Uomo barbuto sempre piaciuto
Emblema di virilità per eccellenza, la barba sembra essere tornata ad imperare nei look più glamour del momento. E che barba! Diverse maison utilizzano come modelli di punta per le loro campagne pubblicitarie ragazzi decisamente irsuti che – se non fosse per certi dettagli (si fa per dire) – parrebbero usciti da una scuola coranica.
Ebbene sì, la barba è di gran moda, eletta a complemento must-have del fascino più macho e talvolta più elegante, declinandosi in un’ampia gamma di lunghezze e stili, tali da non celare i tratti del volto, bensì valorizzarli sapientemente, anche quando sembra trascurata (come sembra imporre la poliedrica Vivienne Westwood ai suoi baldi indossatori, tanto per citare un esempio di sembiante mascolino “selvatico”). Anche stilisti come Tom Ford, John Varvatos, Hermès, Yohji Yamamoto, Dolce&Gabbana (che hanno superbamente azzeccato i testimonial Noah Mills e Tony Ward nella loro patinata campagna di stampa), hanno fatto proprio l’aspetto bohémien soft in passerella, mentre altri come Missoni, Etro, Ermanno Scervino hanno decisamente puntato sulla “criniera”, proponendo uomini foltamente barbuti, con tanto di baffoni e basettoni. Cotanto bendiddio di peluria naturalmente è reso morbido, lucente e fragrante dalle abili mani e dagli eccellenti cosmetici di raffinati barbieri (tornati a fare affari d’oro, a quanto ci consta).
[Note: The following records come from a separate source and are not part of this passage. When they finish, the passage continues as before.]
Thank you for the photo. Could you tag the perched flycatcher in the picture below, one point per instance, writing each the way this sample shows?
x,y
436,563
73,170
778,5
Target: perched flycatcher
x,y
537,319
Il trend era partito qualche mese fa dai défilé di Firenze, Milano e Londra, per poi propagarsi worldwide. A dire il vero, negli Stati Uniti già da un po’ si notava, specie tra i divi hollywoodiani, la tendenza a preferire il “pelo lungo” (vedansi i bravi&belli Brad Pitt, Johnny Depp, George Clooney, Michael Fassbender, Jared Leto, Leonardo DiCaprio, Christian Bale), mentre nel mondo del pallone hanno presto rinnegato lo status di imberbi personaggi come Andrea Pirlo e David Beckham, mentre il “ruvido” Rino Gattuso ha sempre mostrato una certa idiosincrasia verso il rasoio.
Ma cosa ne pensa l’altra metà del cielo, ovvero le donne, del nuovo look imperante? I pareri discordano. C’è chi afferma che lo preferiscano a quello glabro, rivalutando lo charme virile (forse in nome di un mai rimosso mito del rude “uomo-che non-deve-chiedere-mai”… perché non sa dove si mette il punto di domanda, aggiungo io maligna), come vorrebbe dimostrare un recente sondaggio della rivista “People”; e c’è chi, invece, sostiene che non lo gradirebbero granché. I ricercatori australiani dell’University of South Wales hanno addirittura effettuato una ricerca (pubblicata sul “Royal Society Journal Biology Letters”) secondo cui, per dirla chiaramente, più barbe ci sono in giro, meno questa caratteristica diventa attraente e quindi le donne getterebbero lo sguardo con più interesse sui “lisci”.
Un fenomeno, quello dei barbudos nostrani, destinato ad esaurirsi presto dunque? Per ora non è il caso di cercare il pelo nell’uovo, si potrebbe ironizzare! Per restare seri, va precisato che il trend sembra legato anche alla crisi economica, come testimonia la storia: anche in passato nei momenti di congiuntura negativa gli “orsi” hanno preso il sopravvento. Ma oggi forse nella scelta di questa estetica prevale il desiderio di distinzione, di individualità, di identità personale, in un clima di incertezza e precarietà.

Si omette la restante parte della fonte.